Es extraña esa costumbre de muchos vivos de regalar flores a quien no puede apreciar su belleza.
Mientras que muchos vivos lloran y sufren, mientras piden un poco de compañía y alegría, muchos vivos prefieren dejarlos en la más inmensa soledad para irse a un lugar donde las únicas personas vivas son ellos mismos, entonces compran afuera del cementerio las flores que pudieron alimentar a algún pequeño insecto y que fueron cortadas para terminar marchitándose al frente de un sepulcro, dentro del cuál las únicas señales de vida son las de millones de microorganismos que consumen a quien alguna vez fue una persona, hasta algunos afortunados insectos logran pasar la barrera, la lápida, para llegar al ataúd y alimentarse.
Durante largas horas del día el cementerio es un lugar lleno de ausencias, de soledades… Y no hablo de las grandes comisiones de personas que llegan a un entierro –algunas sin siquiera medio conocer al muerto-, tampoco hablo de la tumba donde yacen los restos de quien en algún momento estuvo vivo –y que ahora es alimento y da vida a millones de seres vivos-, hablo de los solos, de esos que aún viven su duelo, de esos que compran la flor cortada porque quieren acompañar a su muerto aunque sea con algo de color frente a su tumba, aunque en el fondo saben que su muerto no puede apreciarlas.
Siento que esas solitarias personas inmersas en un duelo que no termina no cortan flores para su muerto, sino para mitigar su propia pena.

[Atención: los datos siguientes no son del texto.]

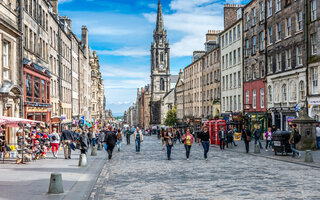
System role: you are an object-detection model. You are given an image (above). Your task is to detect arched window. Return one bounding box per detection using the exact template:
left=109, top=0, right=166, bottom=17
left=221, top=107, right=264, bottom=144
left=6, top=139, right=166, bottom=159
left=160, top=78, right=164, bottom=91
left=281, top=84, right=287, bottom=102
left=290, top=81, right=297, bottom=101
left=268, top=85, right=272, bottom=103
left=299, top=81, right=305, bottom=100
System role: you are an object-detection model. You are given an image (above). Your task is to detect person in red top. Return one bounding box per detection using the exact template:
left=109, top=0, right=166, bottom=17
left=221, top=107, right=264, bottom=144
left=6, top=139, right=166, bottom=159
left=182, top=128, right=194, bottom=160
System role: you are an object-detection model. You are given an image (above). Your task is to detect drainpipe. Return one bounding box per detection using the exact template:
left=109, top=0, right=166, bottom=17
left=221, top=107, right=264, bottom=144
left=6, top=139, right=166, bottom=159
left=304, top=0, right=310, bottom=116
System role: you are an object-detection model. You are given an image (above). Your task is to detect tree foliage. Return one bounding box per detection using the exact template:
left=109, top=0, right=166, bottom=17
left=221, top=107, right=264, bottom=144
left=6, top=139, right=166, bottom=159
left=164, top=108, right=178, bottom=126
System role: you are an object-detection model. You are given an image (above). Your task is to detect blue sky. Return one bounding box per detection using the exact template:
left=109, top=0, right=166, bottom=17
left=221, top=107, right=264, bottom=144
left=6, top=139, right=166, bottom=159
left=59, top=0, right=248, bottom=113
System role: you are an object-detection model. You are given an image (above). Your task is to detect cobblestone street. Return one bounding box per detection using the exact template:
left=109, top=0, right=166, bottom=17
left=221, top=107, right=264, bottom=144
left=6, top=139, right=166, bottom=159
left=90, top=136, right=320, bottom=199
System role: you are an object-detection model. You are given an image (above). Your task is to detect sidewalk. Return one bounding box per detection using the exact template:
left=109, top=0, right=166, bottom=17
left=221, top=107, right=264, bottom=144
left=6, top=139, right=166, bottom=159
left=220, top=139, right=320, bottom=168
left=0, top=146, right=106, bottom=200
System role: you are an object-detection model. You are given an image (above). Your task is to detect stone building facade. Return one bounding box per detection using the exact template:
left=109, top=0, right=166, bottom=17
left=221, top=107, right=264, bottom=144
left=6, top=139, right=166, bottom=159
left=220, top=16, right=243, bottom=121
left=0, top=1, right=24, bottom=145
left=306, top=0, right=320, bottom=122
left=265, top=0, right=307, bottom=130
left=242, top=0, right=267, bottom=130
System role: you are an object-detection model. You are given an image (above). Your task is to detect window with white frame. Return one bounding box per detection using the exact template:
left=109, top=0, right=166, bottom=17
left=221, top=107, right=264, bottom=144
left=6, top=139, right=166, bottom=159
left=252, top=36, right=257, bottom=54
left=268, top=27, right=273, bottom=45
left=259, top=31, right=264, bottom=51
left=311, top=0, right=317, bottom=21
left=299, top=81, right=306, bottom=100
left=267, top=0, right=273, bottom=17
left=2, top=41, right=10, bottom=80
left=251, top=8, right=256, bottom=26
left=252, top=90, right=257, bottom=109
left=290, top=81, right=297, bottom=101
left=268, top=85, right=272, bottom=103
left=246, top=39, right=250, bottom=57
left=244, top=13, right=249, bottom=30
left=276, top=0, right=281, bottom=12
left=277, top=23, right=282, bottom=41
left=286, top=17, right=291, bottom=37
left=260, top=2, right=264, bottom=21
left=296, top=11, right=303, bottom=32
left=310, top=33, right=317, bottom=55
left=246, top=90, right=249, bottom=109
left=310, top=67, right=318, bottom=94
left=296, top=46, right=302, bottom=66
left=281, top=84, right=287, bottom=102
left=286, top=49, right=291, bottom=69
left=260, top=88, right=264, bottom=108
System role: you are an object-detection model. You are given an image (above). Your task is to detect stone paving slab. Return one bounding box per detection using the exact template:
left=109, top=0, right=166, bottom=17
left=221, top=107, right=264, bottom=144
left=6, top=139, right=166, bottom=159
left=0, top=146, right=106, bottom=200
left=89, top=136, right=320, bottom=200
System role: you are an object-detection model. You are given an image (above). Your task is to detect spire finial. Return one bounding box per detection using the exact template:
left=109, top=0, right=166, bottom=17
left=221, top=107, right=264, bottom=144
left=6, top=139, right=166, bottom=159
left=156, top=0, right=164, bottom=32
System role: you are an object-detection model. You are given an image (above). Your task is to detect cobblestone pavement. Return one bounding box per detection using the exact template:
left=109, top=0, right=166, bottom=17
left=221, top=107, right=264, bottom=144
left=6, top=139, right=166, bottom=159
left=89, top=136, right=320, bottom=200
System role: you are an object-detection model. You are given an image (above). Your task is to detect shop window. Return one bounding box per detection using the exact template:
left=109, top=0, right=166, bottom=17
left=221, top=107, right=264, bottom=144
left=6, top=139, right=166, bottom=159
left=26, top=74, right=32, bottom=101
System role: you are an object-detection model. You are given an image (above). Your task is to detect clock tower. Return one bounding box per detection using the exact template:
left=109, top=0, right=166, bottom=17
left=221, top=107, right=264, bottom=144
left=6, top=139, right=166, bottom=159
left=150, top=0, right=170, bottom=124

Dicen que la ausencia y la soledad se lleva por dentro, pero es allí, en el cementerio, donde esa ausencia puede exteriorizarse, donde la flor puede ser símbolo del vacío que deja en nosotros quien muere, donde la flor puede ser un propio regocijo al ver que al día siguiente no se ha marchitado por completo y que se esta ahí, aún, para cambiarla por una nueva.
Es allí, en el cementerio, donde podemos ver lo efímera, y a la vez infinita que puede ser la vida. Donde las ausencias se pintan de colores y pueden ser más llevaderas.